Day three of SubOptic 2019 opened with a keynote address from Cyborg Anthropologist Amber Case, author of the book “Calm Technology.”SubOptic 2019 Blog
April 10, 2019

Day three of SubOptic 2019 opened with Cyborg Anthropologist Amber Case, author of the book “Calm Technology.”

“Could you all hold up your phones really quickly?” she asked her audience filling the Mardi Gras Ballroom.

Some did hesitantly, others quickly. But in the end, almost everyone in the room held their phone aloft.

“I want to tell you,” said Case, “you are all cyborgs.”

According to the proper definition, she said, a cyborg is any living thing that uses external technology to adapt to their environment.  According to Case, the most extreme example of this is an astronaut, who uses a suit to survive the vacuum of space.

“Cyborg Anthropology is a real field of study,” Case assured her listeners.  It was accepted as a subdiscipline of anthropology in 1992.

Unlike other branches of anthropology that involves examining other cultures and populations, Cyborg Anthropology takes a hard look at how people in the most modern of situations are adapting to using new technologies.

“We need to actually look at ourselves… and say ‘actually, we’re the weird people.’”

Our daily lives are increasingly dominated by our technology.  Our attention is almost constantly taken by automated alerts by our phones. We have redundancies built upon redundancies, like the watch that reports the same alerts as our phone, which has the same email as our computer.

Case quoted a projection by Cisco that expected 50 billion devices to be online worldwide by 2020.

Given this reality of technology in modern life, Case, in her speech, asked a very interesting question of the Submarine Telecoms Industry: “Is it good to have everything be smart?

She told the story of the “Smart Refrigerator.” Engineers were interested in creating the bleeding-edge refrigerator design.  It would be blue tooth enabled, capable of alerting you when bananas start to go bad, with a thumbprint reading lock on the handle that could be set by the user, for those that wanted to avoid impulse eating

“Bananas already tell you when they’re going bad,” Case said.  “And what happens if you’re cooking and have flour on your hands?”  Basically, what would be the point of a refrigerator with so many over-engineered features?

“I don’t know about you, but I don’t want to be a system administrator in my own home.”

This was the first appliance in what Case called the “Dystopian Kitchen of the Future,” where every item was a networked security risk, that was voice activated but worked about as well as current voice-controlled AIs and sent us constant alerts.  Everything smart, but made by many different companies, none of which communicated to each other.

“So, we have this interruptive technology,” Case said.  “It’s interruptive in that everything is vying for your attention.”

This brought her to the true purpose of her speech: Calm Technology.

According to Case, the term calm technology was coined by PARC Researchers Mark Weiser and John Seely Brown in the 90’s in response to the increase of interruptive technology that required our attention regularly, regimenting our lives through active alerts and constant information dumps.

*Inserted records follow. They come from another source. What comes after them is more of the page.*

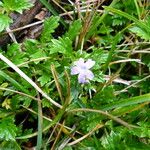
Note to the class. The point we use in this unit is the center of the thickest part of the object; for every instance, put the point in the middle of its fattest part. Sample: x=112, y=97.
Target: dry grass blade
x=23, y=75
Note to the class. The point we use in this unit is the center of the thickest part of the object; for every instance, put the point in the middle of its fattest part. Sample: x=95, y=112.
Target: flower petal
x=82, y=78
x=80, y=62
x=75, y=70
x=89, y=63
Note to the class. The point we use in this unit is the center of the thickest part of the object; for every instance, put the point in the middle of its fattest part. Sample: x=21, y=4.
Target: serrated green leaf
x=50, y=25
x=4, y=22
x=140, y=32
x=63, y=45
x=10, y=145
x=7, y=129
x=128, y=102
x=16, y=5
x=74, y=29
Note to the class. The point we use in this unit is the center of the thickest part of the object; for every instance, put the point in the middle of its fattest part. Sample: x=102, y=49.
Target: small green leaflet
x=50, y=25
x=4, y=22
x=7, y=129
x=62, y=45
x=140, y=32
x=16, y=5
x=74, y=29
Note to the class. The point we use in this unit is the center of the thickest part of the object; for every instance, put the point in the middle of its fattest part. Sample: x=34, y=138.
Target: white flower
x=82, y=69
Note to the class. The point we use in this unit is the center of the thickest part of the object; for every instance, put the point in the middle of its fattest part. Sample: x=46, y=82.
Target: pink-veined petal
x=82, y=78
x=89, y=63
x=80, y=62
x=75, y=70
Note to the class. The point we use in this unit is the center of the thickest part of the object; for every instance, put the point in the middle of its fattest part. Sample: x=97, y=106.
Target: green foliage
x=4, y=22
x=74, y=29
x=50, y=25
x=111, y=112
x=8, y=6
x=7, y=129
x=16, y=5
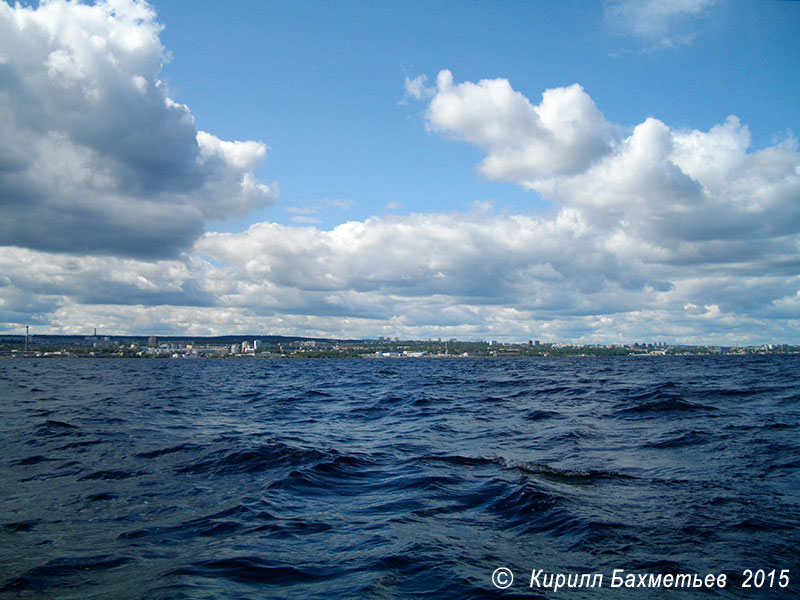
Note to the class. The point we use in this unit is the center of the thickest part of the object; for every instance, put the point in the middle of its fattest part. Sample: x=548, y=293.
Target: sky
x=592, y=172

Quoting Weiser, Case said “A good tool is an invisible tool.  By invisible, we meant that the tool does not intrude on your consciousness; you focus on the task, not the tool.”

According to case, a book is a calm technology.  You don’t think about the medium when you read.  Only the story.  “When written well, you fall into the book.”

Electricity is another calm technology, in that we don’t think about how the lights work until the electricity fails.

“Technology should empower our peripheral attention,” Case said.  If attention is the scarcest resource in this modern world, you have to learn to provide the most information with the least amount of attention.

In her speech, Case gave her guidelines to creating calm technology, following principles like “Technology should communicate, but doesn’t need to talk.” Or, “technology should amplify the best of humanity.”  In that vein, machines should act like machines, not humans and vice versa.

A great example of this, Case said, is Google.  With this, machines aggregates information faster than any human could, but the human than curates that information and makes any decisions about what to use – a clear symbiosis of human and machine.

“We’ve forgotten the concept of cybernetics,” said Case. “It’s humans alongside machines and machines alongside humans.”